Re: Corpora: web-search

From: Ken Litkowski (ken@clres.com)
Date: Fri May 05 2000 - 20:45:17 MET DST

Next message: Bill Mann: "Re: Corpora: Measuring Text Reuse"

Previous message: Ken Litkowski: "Re: Corpora: web-search"
In reply to: Lou Burnard: "Re: Corpora: web-search"
Next in thread: James L. Fidelholtz: "Re: Corpora: web-search"
Messages sorted by: [ date ] [ thread ] [ subject ] [ author ]

I would hope that this tool may be useful to lexicographers as you have
configured it. Might I suggest, in addition to the suggestions already
made, that an output option include a format like that used in Senseval,
since there are many in the computational linguistics community who have
used that format for word-sense disambiguation studies.

The format would be a line with an identifier and then up to three
sentences of the source text, with the last sentence containing the
bracketed target word. It wouldn't be crucial to be all-inclusive. Use
a simple sentence-splitter and see if you can generate a set of
sentences. If not, just discard the particular corpus instance.
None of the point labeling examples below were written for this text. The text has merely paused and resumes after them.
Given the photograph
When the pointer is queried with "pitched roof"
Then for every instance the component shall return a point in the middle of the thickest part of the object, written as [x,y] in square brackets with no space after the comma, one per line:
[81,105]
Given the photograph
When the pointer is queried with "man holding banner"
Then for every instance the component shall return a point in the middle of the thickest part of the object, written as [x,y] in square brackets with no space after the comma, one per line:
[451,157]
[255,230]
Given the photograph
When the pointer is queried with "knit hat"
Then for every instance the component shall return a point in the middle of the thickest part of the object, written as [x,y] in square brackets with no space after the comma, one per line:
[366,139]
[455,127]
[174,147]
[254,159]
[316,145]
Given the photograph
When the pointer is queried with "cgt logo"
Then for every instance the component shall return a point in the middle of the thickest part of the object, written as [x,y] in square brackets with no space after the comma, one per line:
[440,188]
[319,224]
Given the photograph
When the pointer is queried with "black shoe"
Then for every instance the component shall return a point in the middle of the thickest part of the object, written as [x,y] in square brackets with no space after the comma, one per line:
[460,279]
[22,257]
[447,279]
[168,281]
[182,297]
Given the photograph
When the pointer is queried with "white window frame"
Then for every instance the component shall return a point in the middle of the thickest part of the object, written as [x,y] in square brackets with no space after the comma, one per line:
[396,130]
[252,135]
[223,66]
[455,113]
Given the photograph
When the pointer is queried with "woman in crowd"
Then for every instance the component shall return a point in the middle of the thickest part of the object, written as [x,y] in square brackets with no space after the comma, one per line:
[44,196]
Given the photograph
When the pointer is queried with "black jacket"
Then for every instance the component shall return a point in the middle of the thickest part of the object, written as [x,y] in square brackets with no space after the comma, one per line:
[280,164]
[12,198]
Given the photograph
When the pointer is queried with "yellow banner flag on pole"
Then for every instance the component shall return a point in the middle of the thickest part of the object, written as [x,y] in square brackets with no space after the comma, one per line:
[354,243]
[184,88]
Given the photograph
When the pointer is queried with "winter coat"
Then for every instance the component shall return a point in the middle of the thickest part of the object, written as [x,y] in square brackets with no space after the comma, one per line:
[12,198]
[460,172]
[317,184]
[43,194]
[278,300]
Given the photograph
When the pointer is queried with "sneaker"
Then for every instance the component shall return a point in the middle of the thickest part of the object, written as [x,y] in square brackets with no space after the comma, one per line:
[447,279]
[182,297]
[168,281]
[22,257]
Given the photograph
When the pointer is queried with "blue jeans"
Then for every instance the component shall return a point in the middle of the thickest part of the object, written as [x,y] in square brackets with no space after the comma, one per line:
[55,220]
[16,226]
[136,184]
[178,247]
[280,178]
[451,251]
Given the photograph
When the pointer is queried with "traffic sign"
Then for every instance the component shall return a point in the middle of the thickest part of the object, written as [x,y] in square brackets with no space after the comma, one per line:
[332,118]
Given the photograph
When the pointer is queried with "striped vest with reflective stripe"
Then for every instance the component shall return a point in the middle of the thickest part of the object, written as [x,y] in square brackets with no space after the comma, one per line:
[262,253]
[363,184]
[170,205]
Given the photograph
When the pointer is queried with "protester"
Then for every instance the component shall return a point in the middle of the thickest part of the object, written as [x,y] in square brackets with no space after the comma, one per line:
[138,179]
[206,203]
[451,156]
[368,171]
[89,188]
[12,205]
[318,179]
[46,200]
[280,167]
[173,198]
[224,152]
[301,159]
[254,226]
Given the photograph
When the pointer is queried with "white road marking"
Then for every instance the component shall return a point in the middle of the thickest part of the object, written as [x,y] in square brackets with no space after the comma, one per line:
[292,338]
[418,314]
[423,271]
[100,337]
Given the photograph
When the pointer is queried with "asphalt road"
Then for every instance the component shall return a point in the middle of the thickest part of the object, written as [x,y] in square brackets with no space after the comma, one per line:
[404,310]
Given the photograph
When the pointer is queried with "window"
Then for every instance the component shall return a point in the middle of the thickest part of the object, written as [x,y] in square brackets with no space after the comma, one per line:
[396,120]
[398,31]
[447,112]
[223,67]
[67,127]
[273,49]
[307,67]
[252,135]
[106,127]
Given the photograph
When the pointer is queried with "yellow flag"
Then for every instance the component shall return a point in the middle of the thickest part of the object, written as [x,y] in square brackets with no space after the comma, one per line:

This
would provide great training data.

Ken

-- 
Ken Litkowski                     TEL.: 301-482-0237
CL Research                       EMAIL: ken@clres.com
9208 Gue Road
Damascus, MD 20872-1025 USA       Home Page: http://www.clres.com

Next message: Bill Mann: "Re: Corpora: Measuring Text Reuse"
Previous message: Ken Litkowski: "Re: Corpora: web-search"
In reply to: Lou Burnard: "Re: Corpora: web-search"
Next in thread: James L. Fidelholtz: "Re: Corpora: web-search"
Messages sorted by: [ date ] [ thread ] [ subject ] [ author ]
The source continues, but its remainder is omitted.